The realizable-to-agnostic transformation (Beimel et al., 2015; Alon et al., 2020) provides a general mechanism to convert a private learner in the realizable setting (where the examples are labeled by some function in the concept class) to a private learner in the agnostic setting (where no assumptions are imposed on the data). Specifically, for any concept class $\mathcal{C}$ and error parameter $\alpha$, a private realizable learner for $\mathcal{C}$ can be transformed into a private agnostic learner while only increasing the sample complexity by $\widetilde{O}(\mathrm{VC}(\mathcal{C})/\alpha^2)$, which is essentially tight assuming a constant privacy parameter $\varepsilon = \Theta(1)$. However, when $\varepsilon$ can be arbitrary, one has to apply the standard privacy-amplification-by-subsampling technique (Kasiviswanathan et al., 2011), resulting in a suboptimal extra sample complexity of $\widetilde{O}(\mathrm{VC}(\mathcal{C})/\alpha^2\varepsilon)$ that involves a $1/\varepsilon$ factor. In this work, we give an improved construction that eliminates the dependence on $\varepsilon$, thereby achieving a near-optimal extra sample complexity of $\widetilde{O}(\mathrm{VC}(\mathcal{C})/\alpha^2)$ for any $\varepsilon\le 1$. Moreover, our result reveals that in private agnostic learning, the privacy cost is only significant for the realizable part. We also leverage our technique to obtain a nearly tight sample complexity bound for the private prediction problem, resolving an open question posed by Dwork and Feldman (2018) and Dagan and Feldman (2020).
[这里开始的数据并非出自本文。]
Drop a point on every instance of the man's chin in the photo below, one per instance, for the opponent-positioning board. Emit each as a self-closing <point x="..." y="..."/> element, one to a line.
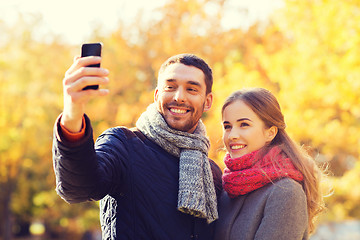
<point x="181" y="127"/>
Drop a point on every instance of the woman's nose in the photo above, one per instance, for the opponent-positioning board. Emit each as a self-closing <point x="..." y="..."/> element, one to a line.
<point x="234" y="134"/>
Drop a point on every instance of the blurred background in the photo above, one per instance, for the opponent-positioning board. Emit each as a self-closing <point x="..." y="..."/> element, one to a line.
<point x="306" y="52"/>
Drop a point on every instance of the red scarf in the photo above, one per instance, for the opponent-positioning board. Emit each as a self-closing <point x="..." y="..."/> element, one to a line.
<point x="246" y="174"/>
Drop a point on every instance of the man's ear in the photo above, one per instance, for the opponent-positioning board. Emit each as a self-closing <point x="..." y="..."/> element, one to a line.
<point x="271" y="133"/>
<point x="208" y="102"/>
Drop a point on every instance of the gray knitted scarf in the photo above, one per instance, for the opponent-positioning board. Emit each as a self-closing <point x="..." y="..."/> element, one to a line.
<point x="196" y="194"/>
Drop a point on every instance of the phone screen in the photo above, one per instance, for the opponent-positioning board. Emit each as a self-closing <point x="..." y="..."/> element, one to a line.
<point x="91" y="49"/>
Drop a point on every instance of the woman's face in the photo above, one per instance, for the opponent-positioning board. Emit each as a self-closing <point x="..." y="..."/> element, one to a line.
<point x="244" y="132"/>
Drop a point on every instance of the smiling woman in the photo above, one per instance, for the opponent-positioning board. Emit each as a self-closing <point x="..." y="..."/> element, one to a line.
<point x="272" y="187"/>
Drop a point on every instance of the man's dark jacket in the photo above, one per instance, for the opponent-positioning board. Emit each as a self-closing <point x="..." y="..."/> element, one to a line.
<point x="136" y="180"/>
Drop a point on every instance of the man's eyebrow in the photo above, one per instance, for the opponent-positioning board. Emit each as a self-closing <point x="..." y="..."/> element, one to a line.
<point x="194" y="83"/>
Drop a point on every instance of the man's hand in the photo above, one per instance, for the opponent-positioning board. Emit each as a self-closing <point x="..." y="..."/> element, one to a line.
<point x="76" y="78"/>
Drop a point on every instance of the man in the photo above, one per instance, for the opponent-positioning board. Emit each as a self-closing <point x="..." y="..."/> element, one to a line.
<point x="154" y="183"/>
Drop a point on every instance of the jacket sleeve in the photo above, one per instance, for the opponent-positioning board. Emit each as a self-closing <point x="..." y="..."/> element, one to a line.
<point x="85" y="171"/>
<point x="285" y="214"/>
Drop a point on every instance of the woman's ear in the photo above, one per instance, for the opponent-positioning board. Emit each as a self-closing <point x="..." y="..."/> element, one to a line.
<point x="271" y="133"/>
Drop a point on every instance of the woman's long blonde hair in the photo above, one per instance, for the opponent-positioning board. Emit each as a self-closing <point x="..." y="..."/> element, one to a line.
<point x="265" y="105"/>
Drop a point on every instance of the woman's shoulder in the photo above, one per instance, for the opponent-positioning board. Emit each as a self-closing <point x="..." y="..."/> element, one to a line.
<point x="287" y="191"/>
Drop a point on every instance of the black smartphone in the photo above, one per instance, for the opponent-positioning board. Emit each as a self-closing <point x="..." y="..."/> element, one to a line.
<point x="91" y="49"/>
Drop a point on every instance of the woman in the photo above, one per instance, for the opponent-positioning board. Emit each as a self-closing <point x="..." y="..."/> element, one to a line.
<point x="271" y="185"/>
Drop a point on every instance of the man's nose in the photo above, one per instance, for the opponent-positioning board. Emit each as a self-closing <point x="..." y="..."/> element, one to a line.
<point x="179" y="95"/>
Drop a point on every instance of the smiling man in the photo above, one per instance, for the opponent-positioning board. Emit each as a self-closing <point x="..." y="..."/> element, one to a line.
<point x="155" y="182"/>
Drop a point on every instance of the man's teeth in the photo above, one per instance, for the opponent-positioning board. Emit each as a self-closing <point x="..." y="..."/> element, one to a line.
<point x="176" y="110"/>
<point x="235" y="147"/>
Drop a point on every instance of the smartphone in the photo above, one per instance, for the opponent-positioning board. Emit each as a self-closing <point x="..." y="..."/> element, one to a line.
<point x="91" y="49"/>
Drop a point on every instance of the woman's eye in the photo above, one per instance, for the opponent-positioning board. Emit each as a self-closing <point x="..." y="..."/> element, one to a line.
<point x="227" y="127"/>
<point x="244" y="124"/>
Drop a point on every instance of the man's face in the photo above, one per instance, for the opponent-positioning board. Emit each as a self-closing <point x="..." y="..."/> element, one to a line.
<point x="181" y="96"/>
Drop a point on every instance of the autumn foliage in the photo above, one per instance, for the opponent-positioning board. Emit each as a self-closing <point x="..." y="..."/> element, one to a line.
<point x="307" y="55"/>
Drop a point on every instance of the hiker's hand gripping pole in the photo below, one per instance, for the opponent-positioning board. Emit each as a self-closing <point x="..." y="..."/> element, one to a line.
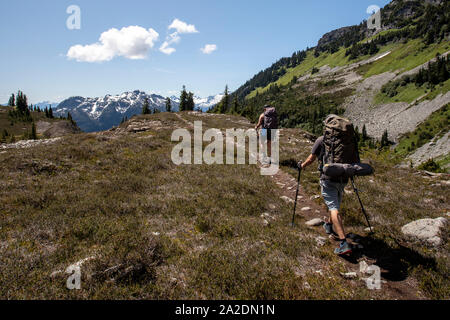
<point x="296" y="194"/>
<point x="362" y="206"/>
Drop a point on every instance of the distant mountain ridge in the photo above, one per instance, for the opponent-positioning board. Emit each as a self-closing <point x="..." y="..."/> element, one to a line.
<point x="102" y="113"/>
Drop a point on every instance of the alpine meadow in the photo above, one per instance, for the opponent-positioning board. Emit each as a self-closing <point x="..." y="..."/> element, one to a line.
<point x="119" y="193"/>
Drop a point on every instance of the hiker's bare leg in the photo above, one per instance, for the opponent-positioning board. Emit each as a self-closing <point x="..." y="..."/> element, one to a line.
<point x="336" y="219"/>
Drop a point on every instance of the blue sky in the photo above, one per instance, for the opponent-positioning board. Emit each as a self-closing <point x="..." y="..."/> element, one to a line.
<point x="249" y="36"/>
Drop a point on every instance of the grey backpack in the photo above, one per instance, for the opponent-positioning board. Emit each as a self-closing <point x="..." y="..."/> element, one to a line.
<point x="270" y="119"/>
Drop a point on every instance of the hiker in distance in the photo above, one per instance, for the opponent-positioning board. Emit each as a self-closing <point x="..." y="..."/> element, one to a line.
<point x="338" y="145"/>
<point x="268" y="120"/>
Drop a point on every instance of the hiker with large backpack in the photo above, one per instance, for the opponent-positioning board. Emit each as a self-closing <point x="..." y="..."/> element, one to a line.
<point x="268" y="120"/>
<point x="338" y="156"/>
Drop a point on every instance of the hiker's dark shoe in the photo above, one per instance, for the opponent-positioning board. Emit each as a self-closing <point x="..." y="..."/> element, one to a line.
<point x="343" y="249"/>
<point x="329" y="230"/>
翻译：可实现到不可知的转换机制（Beimel等人，2015；Alon等人，2020）提供了一种通用方法，可将可实现设定下的私有学习器（其中样本由概念类中的某个函数标记）转换为不可知设定下的私有学习器（其中不对数据施加任何假设）。具体而言，对于任意概念类 $\mathcal{C}$ 和误差参数 $\alpha$，可将 $\mathcal{C}$ 的私有可实现学习器转换为私有不可知学习器，同时仅将样本复杂度增加 $\widetilde{O}(\mathrm{VC}(\mathcal{C})/\alpha^2)$。在隐私参数 $\varepsilon = \Theta(1)$ 的假设下，该结果本质上是紧致的。然而，当 $\varepsilon$ 可取任意值时，必须应用标准的子采样隐私放大技术（Kasiviswanathan等人，2011），导致产生次优的额外样本复杂度 $\widetilde{O}(\mathrm{VC}(\mathcal{C})/\alpha^2\varepsilon)$，其中包含 $1/\varepsilon$ 因子。本工作提出了一种改进的构造方法，消除了对 $\varepsilon$ 的依赖，从而对任意 $\varepsilon\le 1$ 实现了近乎最优的额外样本复杂度 $\widetilde{O}(\mathrm{VC}(\mathcal{C})/\alpha^2)$。此外，我们的结果表明在私有不可知学习中，隐私代价仅对可实现部分具有显著影响。我们还利用该技术获得了私有预测问题的近乎紧致的样本复杂度界，解决了Dwork与Feldman（2018）以及Dagan与Feldman（2020）提出的开放性问题。